Given the current constraints of the Rust compiler, perhaps the following rule gets us closer to the ideal world:

  • all async fn whose result may be run on a multithreaded executor need to return a Future that is Send

This includes all generic libraries and I’d opt to treat all internal utility functions and similar in the same fashion. If my understanding is correct, then this rule requires only those values to be Sync that are actually shared across threads, where sharing may occur extraneously due to how the compiler works. But at least the error message will appear in the lexical context that includes the offending code.
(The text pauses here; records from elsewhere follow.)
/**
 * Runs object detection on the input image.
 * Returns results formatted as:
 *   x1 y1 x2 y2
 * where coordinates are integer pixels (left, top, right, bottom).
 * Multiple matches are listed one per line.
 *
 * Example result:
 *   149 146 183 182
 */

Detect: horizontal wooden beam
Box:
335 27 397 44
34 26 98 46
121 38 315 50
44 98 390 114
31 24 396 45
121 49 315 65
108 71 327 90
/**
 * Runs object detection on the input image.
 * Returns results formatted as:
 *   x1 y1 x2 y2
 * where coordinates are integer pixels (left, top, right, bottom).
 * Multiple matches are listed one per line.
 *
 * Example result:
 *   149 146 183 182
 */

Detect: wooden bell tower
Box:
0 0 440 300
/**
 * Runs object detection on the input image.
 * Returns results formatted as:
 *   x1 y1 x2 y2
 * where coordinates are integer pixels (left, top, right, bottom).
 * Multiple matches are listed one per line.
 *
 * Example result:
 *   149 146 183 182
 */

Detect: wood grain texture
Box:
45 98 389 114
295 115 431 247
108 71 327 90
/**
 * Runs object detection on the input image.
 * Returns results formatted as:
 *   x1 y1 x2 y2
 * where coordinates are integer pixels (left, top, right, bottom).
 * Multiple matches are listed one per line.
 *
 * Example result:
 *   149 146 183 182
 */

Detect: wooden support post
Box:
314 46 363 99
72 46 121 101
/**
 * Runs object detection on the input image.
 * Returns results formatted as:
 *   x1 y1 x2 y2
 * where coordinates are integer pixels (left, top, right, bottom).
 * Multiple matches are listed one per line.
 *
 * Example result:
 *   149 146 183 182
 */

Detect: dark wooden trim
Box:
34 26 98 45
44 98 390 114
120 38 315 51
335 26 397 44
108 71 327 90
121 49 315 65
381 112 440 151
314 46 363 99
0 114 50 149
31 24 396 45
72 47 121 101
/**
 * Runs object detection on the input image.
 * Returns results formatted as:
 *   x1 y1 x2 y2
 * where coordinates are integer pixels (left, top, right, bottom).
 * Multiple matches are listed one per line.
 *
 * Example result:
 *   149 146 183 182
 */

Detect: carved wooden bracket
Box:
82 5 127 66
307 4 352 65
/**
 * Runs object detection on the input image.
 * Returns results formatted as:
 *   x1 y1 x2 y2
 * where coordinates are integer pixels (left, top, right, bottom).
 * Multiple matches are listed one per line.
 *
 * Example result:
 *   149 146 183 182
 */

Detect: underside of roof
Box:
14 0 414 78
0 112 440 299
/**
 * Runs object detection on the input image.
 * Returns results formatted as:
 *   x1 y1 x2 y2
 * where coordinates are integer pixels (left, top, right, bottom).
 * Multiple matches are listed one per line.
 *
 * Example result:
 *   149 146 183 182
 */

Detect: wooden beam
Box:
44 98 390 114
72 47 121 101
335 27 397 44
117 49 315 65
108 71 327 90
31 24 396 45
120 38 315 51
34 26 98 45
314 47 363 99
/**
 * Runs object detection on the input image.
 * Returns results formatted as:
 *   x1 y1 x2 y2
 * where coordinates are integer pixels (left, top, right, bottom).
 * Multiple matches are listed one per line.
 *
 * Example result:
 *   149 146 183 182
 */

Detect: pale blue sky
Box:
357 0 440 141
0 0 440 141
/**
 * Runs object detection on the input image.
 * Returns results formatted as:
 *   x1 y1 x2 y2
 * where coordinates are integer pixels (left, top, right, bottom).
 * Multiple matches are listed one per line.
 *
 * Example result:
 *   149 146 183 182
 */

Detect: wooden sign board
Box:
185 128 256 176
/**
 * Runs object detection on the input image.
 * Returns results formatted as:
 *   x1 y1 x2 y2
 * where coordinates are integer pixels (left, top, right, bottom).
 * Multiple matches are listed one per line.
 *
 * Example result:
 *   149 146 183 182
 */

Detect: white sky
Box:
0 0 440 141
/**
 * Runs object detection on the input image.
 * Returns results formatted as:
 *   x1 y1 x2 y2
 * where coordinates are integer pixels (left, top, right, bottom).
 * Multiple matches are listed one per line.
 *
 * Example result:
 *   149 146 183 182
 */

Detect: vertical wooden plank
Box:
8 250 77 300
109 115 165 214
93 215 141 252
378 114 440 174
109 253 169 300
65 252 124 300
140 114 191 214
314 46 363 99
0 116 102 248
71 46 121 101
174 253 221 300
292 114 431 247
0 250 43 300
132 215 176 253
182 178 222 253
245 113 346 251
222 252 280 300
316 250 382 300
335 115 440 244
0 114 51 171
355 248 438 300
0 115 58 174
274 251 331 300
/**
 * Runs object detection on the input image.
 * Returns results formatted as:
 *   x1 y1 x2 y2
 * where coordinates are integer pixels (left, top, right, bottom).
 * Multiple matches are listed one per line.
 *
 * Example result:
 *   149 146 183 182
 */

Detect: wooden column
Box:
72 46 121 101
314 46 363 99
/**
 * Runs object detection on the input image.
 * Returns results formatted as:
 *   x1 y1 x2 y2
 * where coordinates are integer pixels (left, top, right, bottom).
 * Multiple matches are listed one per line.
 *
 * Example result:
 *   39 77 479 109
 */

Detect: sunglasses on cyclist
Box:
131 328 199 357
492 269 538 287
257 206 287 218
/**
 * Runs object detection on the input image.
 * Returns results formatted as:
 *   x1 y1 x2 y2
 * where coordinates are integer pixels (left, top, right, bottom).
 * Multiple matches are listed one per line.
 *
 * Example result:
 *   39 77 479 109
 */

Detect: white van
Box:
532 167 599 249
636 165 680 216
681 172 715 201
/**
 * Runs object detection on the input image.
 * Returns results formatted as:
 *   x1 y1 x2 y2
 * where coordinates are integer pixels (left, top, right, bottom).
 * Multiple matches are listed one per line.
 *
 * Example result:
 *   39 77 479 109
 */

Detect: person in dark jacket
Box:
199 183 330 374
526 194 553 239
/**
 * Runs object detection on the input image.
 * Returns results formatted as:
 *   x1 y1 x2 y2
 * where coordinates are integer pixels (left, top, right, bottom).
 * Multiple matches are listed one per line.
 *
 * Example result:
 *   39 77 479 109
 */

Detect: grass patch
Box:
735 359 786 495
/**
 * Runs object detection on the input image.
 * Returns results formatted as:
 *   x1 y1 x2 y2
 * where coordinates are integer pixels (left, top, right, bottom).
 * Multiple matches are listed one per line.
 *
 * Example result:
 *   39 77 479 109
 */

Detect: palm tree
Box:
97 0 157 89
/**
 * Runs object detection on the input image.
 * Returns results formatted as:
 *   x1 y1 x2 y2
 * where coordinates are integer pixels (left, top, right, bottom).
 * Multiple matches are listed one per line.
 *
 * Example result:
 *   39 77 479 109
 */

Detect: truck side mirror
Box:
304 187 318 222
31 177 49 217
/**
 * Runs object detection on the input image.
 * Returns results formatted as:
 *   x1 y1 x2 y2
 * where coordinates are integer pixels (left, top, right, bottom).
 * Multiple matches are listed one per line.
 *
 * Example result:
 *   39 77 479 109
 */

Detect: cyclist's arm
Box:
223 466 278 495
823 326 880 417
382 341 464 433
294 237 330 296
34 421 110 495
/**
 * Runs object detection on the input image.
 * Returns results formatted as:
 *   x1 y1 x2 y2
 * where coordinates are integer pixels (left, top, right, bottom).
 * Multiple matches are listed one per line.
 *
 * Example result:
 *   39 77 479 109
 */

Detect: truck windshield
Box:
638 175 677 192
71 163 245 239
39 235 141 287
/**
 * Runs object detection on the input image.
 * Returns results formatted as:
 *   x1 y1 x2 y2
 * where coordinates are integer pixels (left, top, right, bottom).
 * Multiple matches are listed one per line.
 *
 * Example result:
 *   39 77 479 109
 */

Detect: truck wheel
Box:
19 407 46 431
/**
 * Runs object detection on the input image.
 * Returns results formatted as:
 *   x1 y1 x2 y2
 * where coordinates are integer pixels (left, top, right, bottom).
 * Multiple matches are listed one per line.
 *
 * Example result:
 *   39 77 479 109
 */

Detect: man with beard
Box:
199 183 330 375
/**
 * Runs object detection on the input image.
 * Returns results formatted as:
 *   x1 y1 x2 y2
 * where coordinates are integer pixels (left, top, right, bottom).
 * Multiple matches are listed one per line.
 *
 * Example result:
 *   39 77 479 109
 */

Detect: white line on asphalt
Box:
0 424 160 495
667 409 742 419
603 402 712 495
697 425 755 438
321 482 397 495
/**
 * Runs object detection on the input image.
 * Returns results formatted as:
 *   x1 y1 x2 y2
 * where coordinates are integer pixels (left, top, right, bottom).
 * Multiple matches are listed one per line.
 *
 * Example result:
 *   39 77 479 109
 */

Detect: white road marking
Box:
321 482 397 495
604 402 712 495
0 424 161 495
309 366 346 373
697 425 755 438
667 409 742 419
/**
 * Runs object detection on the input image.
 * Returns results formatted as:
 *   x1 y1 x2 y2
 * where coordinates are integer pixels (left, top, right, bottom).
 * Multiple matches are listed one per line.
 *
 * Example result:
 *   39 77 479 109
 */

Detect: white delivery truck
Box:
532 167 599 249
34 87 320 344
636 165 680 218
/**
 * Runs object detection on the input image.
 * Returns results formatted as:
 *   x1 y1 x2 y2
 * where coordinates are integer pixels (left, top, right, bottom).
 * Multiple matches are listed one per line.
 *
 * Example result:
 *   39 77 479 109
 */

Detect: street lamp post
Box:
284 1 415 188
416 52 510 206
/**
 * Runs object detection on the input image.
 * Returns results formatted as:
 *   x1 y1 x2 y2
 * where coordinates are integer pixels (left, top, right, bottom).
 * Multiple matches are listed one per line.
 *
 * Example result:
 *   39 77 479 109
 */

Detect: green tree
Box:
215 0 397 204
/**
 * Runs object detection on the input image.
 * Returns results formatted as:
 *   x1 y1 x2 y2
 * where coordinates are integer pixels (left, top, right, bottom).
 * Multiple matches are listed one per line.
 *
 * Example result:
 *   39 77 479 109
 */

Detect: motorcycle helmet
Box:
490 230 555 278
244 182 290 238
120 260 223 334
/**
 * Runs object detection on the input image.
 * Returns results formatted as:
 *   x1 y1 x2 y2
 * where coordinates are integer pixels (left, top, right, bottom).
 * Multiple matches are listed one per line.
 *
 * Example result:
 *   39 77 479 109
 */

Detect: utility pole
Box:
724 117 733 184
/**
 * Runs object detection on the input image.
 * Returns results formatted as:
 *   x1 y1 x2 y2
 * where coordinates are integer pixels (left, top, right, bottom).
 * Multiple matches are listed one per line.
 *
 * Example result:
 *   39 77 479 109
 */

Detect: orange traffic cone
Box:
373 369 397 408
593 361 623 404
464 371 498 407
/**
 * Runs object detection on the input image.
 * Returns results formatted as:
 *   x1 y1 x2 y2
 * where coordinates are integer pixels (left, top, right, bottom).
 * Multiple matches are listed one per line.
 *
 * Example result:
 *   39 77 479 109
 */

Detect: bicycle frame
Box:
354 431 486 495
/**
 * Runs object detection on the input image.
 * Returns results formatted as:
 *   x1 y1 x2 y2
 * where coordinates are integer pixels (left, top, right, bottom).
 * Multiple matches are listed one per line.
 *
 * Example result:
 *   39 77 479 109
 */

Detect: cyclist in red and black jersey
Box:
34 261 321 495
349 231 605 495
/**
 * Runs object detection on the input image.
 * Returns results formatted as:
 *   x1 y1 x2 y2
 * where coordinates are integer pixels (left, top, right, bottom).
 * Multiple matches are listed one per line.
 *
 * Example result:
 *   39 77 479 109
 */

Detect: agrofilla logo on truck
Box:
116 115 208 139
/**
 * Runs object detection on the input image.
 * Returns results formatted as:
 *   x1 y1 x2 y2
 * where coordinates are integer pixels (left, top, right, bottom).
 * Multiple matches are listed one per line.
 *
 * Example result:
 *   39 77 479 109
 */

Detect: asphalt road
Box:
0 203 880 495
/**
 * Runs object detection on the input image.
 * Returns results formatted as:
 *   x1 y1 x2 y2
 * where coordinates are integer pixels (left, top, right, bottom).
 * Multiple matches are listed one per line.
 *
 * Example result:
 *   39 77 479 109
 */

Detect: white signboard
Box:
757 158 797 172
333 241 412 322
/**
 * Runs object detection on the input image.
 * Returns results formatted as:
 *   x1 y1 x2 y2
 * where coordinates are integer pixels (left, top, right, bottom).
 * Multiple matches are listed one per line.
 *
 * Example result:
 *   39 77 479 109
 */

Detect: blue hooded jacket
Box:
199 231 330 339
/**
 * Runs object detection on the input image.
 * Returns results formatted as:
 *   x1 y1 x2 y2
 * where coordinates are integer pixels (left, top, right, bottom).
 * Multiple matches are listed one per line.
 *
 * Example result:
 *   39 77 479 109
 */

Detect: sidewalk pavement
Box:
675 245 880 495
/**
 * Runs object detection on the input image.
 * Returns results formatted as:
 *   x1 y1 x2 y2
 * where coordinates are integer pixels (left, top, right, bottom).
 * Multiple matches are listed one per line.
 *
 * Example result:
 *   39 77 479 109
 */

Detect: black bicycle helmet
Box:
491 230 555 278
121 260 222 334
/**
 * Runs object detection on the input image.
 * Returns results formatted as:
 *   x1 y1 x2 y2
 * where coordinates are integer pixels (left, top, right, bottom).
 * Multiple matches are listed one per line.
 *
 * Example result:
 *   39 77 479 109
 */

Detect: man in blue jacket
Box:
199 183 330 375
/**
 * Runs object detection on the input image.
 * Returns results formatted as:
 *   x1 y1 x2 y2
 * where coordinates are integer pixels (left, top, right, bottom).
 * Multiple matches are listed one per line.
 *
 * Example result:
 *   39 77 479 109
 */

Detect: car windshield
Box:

A very heavy-handed way of achieving this would be to add the Send bound directly to the Future trait, but that excludes useful use-cases that do not require multithreading.

A less heavy handed solution would be a linting tool that linted when public futures are not Send, which authors of libraries could use on their CI and while developing. I don't know if clippy has already considered implementing a lint like this.

Of course there are people who want to multiplex futures over a single threaded executor, for whom this lint would not be useful. But there's a pretty clear ecosystem split between those use cases (which mainly target embedded hardware) and libraries which would want to use this lint.